IB Mathematics AHL 5.10 The second derivative-AI HL Paper 2- Exam Style Questions- New Syllabus

Base length \(=10\text{ m}\), width \(=3\text{ m}\). Sloping edge fixed \(=4\text{ m}\) at angle \(\theta\) to the horizontal. Cross-section area (trapezium): \(A=\frac{1}{2} (b_1+b_2)h\). Volume \(V = 3 \times A\) (width \(=3\)).

(a)(i) Top edge \(=11\text{ m}\). Find cross-section height using the 4-m sloping edge and 1-m horizontal offset:

\[ h=\sqrt{4^{2}-1^{2}}=\sqrt{15}\,(=3.873\ldots). \]

\[ A=\frac{1}{2}(10+11)h=\frac{1}{2} \times 21 \times \sqrt{15}. \]

\[ V=3A=3\left[\frac{1}{2}(10+11)\sqrt{4^{2}-1^{2}}\right]=\boxed{122\text{ m}^3}\ (121.998\ldots). \]

(a)(ii) Height of skip \(=3.2\text{ m}\). Horizontal offset along the base from the 4-m side:

\[ \text{offset}=\sqrt{4^{2}-3.2^{2}}=\sqrt{16-10.24}=2.4. \]

\[ \text{top edge}=10+\text{offset}=10+2.4=12.4. \]

\[ A=\frac{1}{2}(10+12.4)(3.2),\quad V=3A=3\left[\frac{1}{2}(10+10+\sqrt{4^{2}-3.2^{2}})(3.2)\right]. \]

\[ V=\boxed{108\text{ m}^3}\ (107.52\ldots). \]

(a)(iii) \(\theta=\dfrac{\pi}{3}\). Use \(h=4\sin\theta\), horizontal offset \(=4\cos\theta\), top edge \(=10+4\cos\theta\):

\[ V=3\left[\frac{1}{2}(10+10+4\cos\frac{\pi}{3})(4\sin\frac{\pi}{3})\right] =3\left[\frac{1}{2}(20+2) \times 4 \times \frac{\sqrt{3}}{2}\right] =\boxed{114\text{ m}^3}\ (114.315\ldots). \]

(b) Show \(V=24\sin\theta(5+\cos\theta)\).

\[ V=3\left[\frac{1}{2}(10+10+4\cos\theta)(4\sin\theta)\right] =3 \times \frac{1}{2} \times (20+4\cos\theta) \times 4\sin\theta \]

\[ =6\sin\theta(20+4\cos\theta)=\boxed{24\sin\theta(5+\cos\theta)}. \]

The AG (answer given) line must be seen for the final accuracy mark.

(c) \(\theta\neq 0\) because if \(\theta=0\) the sloping side is horizontal, giving height \(h=4\sin\theta=0\); the cross-section (and hence the volume) would be zero and the contents would fall out.

(d)(i) Sketch of \(V=24\sin\theta(5+\cos\theta)\) on \(0<\theta<\frac{\pi}{2}\): starts at \(0\), rises concave down, then gently falls after a maximum before \(\frac{\pi}{2}\).
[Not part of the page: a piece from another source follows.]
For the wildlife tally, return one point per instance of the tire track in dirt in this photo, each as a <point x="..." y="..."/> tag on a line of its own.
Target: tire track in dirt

Axes labelled \(\theta\) (horizontal), \(V\) (vertical).

(d)(ii) Maximum (from calculus/graph):

\[ \theta_{\max}\approx \boxed{1.38\text{ rad}}\ (1.38356\ldots)\ \;=\; \boxed{79.3^\circ}\ (79.2723\ldots). \]

\[ V_{\max}\approx \boxed{122\text{ m}^3}\ (122.292\ldots). \]
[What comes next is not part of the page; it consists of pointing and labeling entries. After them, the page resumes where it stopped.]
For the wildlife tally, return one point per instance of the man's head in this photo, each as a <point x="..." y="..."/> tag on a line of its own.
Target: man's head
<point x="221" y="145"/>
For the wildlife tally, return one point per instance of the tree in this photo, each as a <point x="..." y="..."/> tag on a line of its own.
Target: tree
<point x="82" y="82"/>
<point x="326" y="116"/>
If values are reversed, award A0A1; do not award a coordinate pair here.

(e) Differentiate and show the condition for the maximum.

\[ V(\theta)=24\sin\theta(5+\cos\theta),\quad \frac{dV}{d\theta}=0 \text{ at a turning point.} \]

Product rule:

\[ \frac{dV}{d\theta}=24\left[\cos\theta(5+\cos\theta)+\sin\theta(-\sin\theta)\right] =24\left(5\cos\theta+\cos^2\theta-\sin^2\theta\right). \]
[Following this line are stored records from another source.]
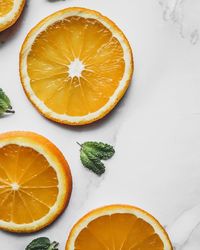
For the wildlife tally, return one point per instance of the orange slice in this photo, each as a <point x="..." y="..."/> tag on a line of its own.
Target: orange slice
<point x="118" y="227"/>
<point x="35" y="182"/>
<point x="10" y="10"/>
<point x="75" y="66"/>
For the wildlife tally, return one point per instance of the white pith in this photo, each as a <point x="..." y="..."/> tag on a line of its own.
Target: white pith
<point x="117" y="209"/>
<point x="15" y="186"/>
<point x="10" y="15"/>
<point x="26" y="80"/>
<point x="21" y="141"/>
<point x="76" y="68"/>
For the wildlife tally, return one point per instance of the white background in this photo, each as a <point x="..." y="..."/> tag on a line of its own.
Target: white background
<point x="155" y="128"/>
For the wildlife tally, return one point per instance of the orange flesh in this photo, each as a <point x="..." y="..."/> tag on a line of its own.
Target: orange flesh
<point x="118" y="232"/>
<point x="48" y="64"/>
<point x="28" y="184"/>
<point x="6" y="6"/>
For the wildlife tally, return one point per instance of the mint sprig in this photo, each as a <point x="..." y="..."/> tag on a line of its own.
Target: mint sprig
<point x="42" y="243"/>
<point x="5" y="104"/>
<point x="92" y="154"/>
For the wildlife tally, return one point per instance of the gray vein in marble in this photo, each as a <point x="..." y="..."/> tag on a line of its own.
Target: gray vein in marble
<point x="185" y="14"/>
<point x="181" y="233"/>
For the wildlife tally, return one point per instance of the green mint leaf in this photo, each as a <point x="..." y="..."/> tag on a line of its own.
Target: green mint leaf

Use \(\sin^2\theta=1-\cos^2\theta\):

\[ \frac{dV}{d\theta}=24\left(5\cos\theta+\cos^2\theta-(1-\cos^2\theta)\right) =24\left(5\cos\theta+2\cos^2\theta-1\right). \]

Set to zero:

\[ 2\cos^2\theta+5\cos\theta-1=0. \]

From the graph the turning point is the global maximum on \(0<\theta<\frac{\pi}{2}\).